I'm reading Chen and Wu's book, Second order elliptic equations and elliptic systems. In the chapter on Krylov and Safonov theorem for nondivergence form elliptic equations, the concept of normal mapping is introduced. On page 81, definition 1.4 it is said that if $\Omega \subset \mathbf{R}^n$ is a domain, $x_0 \in \Omega$, for $\lambda \in \mathbf{R}$ they set $w$ the function such that its graph is a cone surface with vertex at $(x_0, \lambda)$ and base $\Omega$.
I tried to construct such a function, but failed. For example if one takes $\Omega \subset \mathbf{R}^2$ to be the domain which boundary is: $B\ =\ A_1 \cup A_2 \cup A_3 \cup A_4 \cup A_5 \cup A_6$ with:
- $A_1\ =\ \{(x,0): 1 \le x \le 2\}$
- $A_2\ =\ \{(1, y): 0 \le y \le 1\}$
- $A_3\ =\ \{(2,y): -1 \le y \le 0\}$
- $A_4\ =\ \{(x,-1): -1 \le x \le 2\}$
- $A_5\ =\ \{(-1, y): -1 \le y \le 1\}$
- $A_6\ =\ \{(x, 1): -1 \le x \le 1\}$
Then if we take $x_0\ =\ (0,0)$ and $\lambda =1$ I don't understand how to construct the function whose graph is a cone with vertex in $(x_0, 1)$ and base $\Omega$. In fact every point $(x,0)$ with $x > 0$ has "lots of lines" above it. Shall I assume $\Omega$ convex or am I doing something wrong?

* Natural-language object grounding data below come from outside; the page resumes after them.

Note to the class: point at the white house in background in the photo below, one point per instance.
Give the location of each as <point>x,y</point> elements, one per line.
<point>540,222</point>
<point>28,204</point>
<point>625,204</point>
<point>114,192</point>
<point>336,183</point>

I describe the geometric intuition for ABP-estimate.
Hessian could be looked as a Jacobi metrix of $(u_1,...,u_n)\to (e_1,...,e_n)$. Elliptic property is just said the graph of the function could not have very narrow cone. By area formula and a rescaling we will derive ABP estimate.